Aus den Unterklassen. Ins Schwarze getroffen.Von Gabriele Damtew
Alle Jahre wieder gibt die Berliner Oberliga den Klassiker BFC Türkiyemspor versus BFC Dynamo. Einer, der noch andere Zeiten im Katzbachstadion erleben durfte, wurde vor Spielbeginn von seinen Klubkameraden gewürdigt. Ayhan Akca, der mithalf, Türkiyem in den 80ern und frühen 90ern großzumachen und kürzlich zu früh mit 42 Jahren an Krebs verstarb.

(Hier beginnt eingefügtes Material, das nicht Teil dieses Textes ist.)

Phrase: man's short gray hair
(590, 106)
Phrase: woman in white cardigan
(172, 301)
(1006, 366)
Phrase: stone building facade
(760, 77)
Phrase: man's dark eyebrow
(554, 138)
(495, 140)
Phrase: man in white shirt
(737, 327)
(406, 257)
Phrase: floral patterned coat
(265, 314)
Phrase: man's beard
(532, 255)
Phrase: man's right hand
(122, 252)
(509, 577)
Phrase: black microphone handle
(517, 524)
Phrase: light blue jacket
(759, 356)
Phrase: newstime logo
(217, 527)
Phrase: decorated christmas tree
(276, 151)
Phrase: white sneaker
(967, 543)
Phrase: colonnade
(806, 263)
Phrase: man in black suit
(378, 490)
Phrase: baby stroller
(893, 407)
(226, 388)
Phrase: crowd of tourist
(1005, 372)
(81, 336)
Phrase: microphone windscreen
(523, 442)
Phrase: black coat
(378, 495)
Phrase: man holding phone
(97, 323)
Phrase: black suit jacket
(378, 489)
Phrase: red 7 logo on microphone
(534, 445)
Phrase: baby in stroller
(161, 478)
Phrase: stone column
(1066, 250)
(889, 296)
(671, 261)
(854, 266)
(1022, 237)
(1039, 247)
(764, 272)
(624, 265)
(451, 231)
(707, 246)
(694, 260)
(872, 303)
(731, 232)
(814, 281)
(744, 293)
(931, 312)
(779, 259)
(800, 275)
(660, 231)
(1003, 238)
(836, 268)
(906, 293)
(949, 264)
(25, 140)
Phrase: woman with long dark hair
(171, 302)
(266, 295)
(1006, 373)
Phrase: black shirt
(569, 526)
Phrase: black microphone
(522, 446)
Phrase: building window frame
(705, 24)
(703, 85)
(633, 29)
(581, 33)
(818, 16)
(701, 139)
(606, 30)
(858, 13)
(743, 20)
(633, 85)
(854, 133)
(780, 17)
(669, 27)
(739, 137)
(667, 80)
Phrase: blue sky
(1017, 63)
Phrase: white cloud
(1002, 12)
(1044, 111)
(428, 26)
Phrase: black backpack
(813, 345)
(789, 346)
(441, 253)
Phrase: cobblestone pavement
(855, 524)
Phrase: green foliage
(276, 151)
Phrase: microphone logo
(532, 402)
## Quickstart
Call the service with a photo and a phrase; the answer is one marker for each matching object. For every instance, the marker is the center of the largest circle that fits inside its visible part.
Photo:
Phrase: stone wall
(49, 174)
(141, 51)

Dann ging es los. Wie in einer Seifenoper waren die Rollen von Gut und Böse auf dem Kreuzberg von je her verteilt und abgesprochen. Auf der einen Seite das heutzutage fast bis zur Magersucht abgespeckte Häuflein der Türkiyem-Fans, die gegengerade dagegen fett gefüllt mit viermal sovielen skandierenden BFC-Anhängern und denen ihnen proportional zugeordneten Schutzmännern.
Die BFCer sind ein harter Haufen, weiß man, auch ohne das im Spiegel schwarz auf weiß gelesen zu haben. Da das wahre Leben aber liebend gern mit der Palette von Grautönen spielt, ist die Partie live immer wieder spannend. Zumal auf der Webseite des BFC klare Regieanweisungen gegeben worden war, wer im Katzbachstadion in welcher Uniform und mit welchen Sprüchen unerwünscht wäre. So blieben auch die Vollidioten fern. Die Masse an Polizisten schob da eine ruhige Kugel bei schönstem Sonntagswetter.

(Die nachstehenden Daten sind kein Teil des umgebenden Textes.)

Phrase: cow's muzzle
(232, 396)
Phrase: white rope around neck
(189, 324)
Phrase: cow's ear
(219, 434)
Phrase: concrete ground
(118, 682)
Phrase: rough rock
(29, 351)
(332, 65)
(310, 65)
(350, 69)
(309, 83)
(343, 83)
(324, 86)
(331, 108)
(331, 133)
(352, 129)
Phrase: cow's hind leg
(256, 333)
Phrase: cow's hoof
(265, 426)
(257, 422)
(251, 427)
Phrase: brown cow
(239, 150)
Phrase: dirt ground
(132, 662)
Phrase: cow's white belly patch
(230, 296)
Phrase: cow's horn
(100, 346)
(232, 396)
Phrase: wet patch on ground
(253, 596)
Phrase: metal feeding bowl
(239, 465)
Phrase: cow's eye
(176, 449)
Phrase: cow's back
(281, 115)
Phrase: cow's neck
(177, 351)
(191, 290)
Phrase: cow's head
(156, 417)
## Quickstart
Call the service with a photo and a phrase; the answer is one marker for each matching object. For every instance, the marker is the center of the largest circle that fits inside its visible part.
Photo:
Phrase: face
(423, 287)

Türkiyem und die hauseigene Kapelle spielten von Anfang an auf. Die Dynamos blieben so brav, daß der Schöngeist unter den BFC-Fans auf dem Saxophon schon die Heiligen einmarschieren ließ. Was halfs? Türkiyem war agiler, aber zu selbstverliebt in den Ball. Da stehen die Chancen auf die Meisterschaft im Vertändeln recht gut. So dödelten beide Mannschaften dahin, zuweilen angriffslustig, aber sich gegenseitig in ihren Spielzügen vorherahnend. Noch langweiliger als das Match selbst die ewige Ansage über eintrudelnde Logengäste von Europaparlament bis Fußballverband, die niemand kannte oder wollte.

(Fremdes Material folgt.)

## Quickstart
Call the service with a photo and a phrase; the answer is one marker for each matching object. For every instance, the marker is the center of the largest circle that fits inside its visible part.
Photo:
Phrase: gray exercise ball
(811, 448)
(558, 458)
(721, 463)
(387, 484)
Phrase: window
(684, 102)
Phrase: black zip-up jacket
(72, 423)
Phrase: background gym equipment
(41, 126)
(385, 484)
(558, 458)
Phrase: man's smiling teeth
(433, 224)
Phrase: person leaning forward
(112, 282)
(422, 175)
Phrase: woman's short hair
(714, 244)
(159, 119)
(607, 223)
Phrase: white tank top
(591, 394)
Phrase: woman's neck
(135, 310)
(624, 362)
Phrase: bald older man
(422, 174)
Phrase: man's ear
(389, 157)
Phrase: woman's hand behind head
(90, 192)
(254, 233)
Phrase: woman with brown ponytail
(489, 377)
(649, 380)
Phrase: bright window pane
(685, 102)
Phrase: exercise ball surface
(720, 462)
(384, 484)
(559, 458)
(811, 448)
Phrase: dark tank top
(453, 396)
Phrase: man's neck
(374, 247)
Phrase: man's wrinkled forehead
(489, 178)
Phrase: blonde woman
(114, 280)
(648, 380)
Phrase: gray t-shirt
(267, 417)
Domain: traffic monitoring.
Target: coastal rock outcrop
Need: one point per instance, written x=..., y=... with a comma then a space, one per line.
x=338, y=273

Zu sang- und klanglos wollte die Partie dann aber doch nicht über die Bühne gehen, man war dem Publikum nach 85 belanglosen Minuten noch was schuldig. Ganz blaß bislang die Vorstellung des Schiedsrichters und das vor den Augen von Prof. Dr. Dr. vom Schiri-Ausschuß! Warum dann nicht mal zur Abwechslung ein Elfmeter für Türkiyem? Daraufhin machte BFC-Trainer Volkan Uluc, genannt Vulkan, seinem Kosenamen alle Ehre und kickte ein Absperrhütchen Richtung Strafraum, traf aber nicht, sondern streifte nur die Mittellinie. Was sollen da bitteschön die Spieler von ihm lernen können? Auch der Schiri war von dem Schuß schwer enttäuscht und verbannte den allzu dynamischen Drama King nach diesem Auftritt für den Rest der Partie auf die Ränge. Dann konnte der Strafstoß ausgeführt werden, den das erregte Stadion stehenden Fußes ins Netz krachen sah. Führung für Türkiyemspor, verdient ja, aber auch gerecht? Doch gleich in der Nachspielzeit gelang durch einen krassen Abwehrfehler dem BFC der Ausgleich. Ein Schuß - ein Tor - Dynamo, jubelten die Anhänger und hatten damit so ziemlich ins Schwarze getroffen. Als Zugabe noch Rot für Türkiyem.